In the press release, Magic Hat said the talks between the two breweries started in September 2012 after “marketplace concerns surfaced by a Kentucky wholesaler who refused to carry West Sixth Brewing because he felt it too closely resembled Magic Hat, which he already distributed. Magic Hat sales representatives, who came across the West Sixth Brewing products in the Ohio and South Carolina markets, also expressed concerns about the similarities.”
“Our first step was to reach out to them. We hoped to handle it amicably. We had no desire to file a lawsuit against a fellow brewer,” Daley said. “We thought we had made a lot of progress with West Sixth. They agreed in principle to modify their design. And now they’re going back on their word and are attempting to tarnish our image instead.”

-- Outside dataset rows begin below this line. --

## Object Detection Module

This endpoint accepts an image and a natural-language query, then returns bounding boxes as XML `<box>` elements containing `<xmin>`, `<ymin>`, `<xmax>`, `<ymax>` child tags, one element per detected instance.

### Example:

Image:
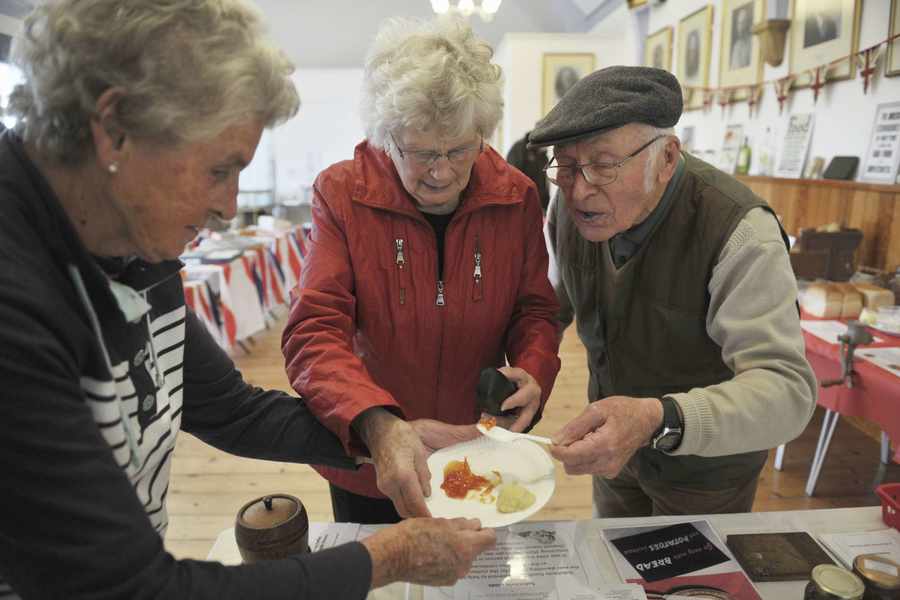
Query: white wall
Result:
<box><xmin>496</xmin><ymin>4</ymin><xmax>636</xmax><ymax>155</ymax></box>
<box><xmin>254</xmin><ymin>69</ymin><xmax>363</xmax><ymax>202</ymax></box>
<box><xmin>593</xmin><ymin>0</ymin><xmax>900</xmax><ymax>178</ymax></box>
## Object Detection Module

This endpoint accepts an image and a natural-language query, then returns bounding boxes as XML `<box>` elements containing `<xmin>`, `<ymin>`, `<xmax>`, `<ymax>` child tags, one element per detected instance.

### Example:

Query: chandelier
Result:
<box><xmin>431</xmin><ymin>0</ymin><xmax>503</xmax><ymax>23</ymax></box>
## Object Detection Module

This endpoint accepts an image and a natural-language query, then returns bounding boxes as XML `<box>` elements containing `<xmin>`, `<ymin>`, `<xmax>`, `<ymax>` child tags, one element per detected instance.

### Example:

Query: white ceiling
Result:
<box><xmin>254</xmin><ymin>0</ymin><xmax>608</xmax><ymax>68</ymax></box>
<box><xmin>0</xmin><ymin>0</ymin><xmax>625</xmax><ymax>68</ymax></box>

Magic Hat made available a PDF of its correspondence with West Sixth. There are six letters exchanged total, starting with Magic Hat’s initial letter on Sept. 26, 2012, which claimed that West Sixth was infringing on its #9 trademark. The main points of contention between the West Sixth logo and the #9 logo were:
- The 6 being and “inverted 9”
- The font style and circle enclosure of the 6.
- The star, or “dingbat,” element (which West Sixth called a compass on its logo)
- The prominence or lack thereof of the name West Sixth Brewing in conjunction with the logo — on certain products the name was prominent around the circle logo, and in some venues, like tap handles, it was removed in favor of just the circle logo.
Magic Hat’s letters claimed that these perceived issues of trademark infringement and unfair completion would damage Magic Hat’s brands and exposes West Sixth to liability, and the company requested that West Sixth stop using the logo to avoid legal action.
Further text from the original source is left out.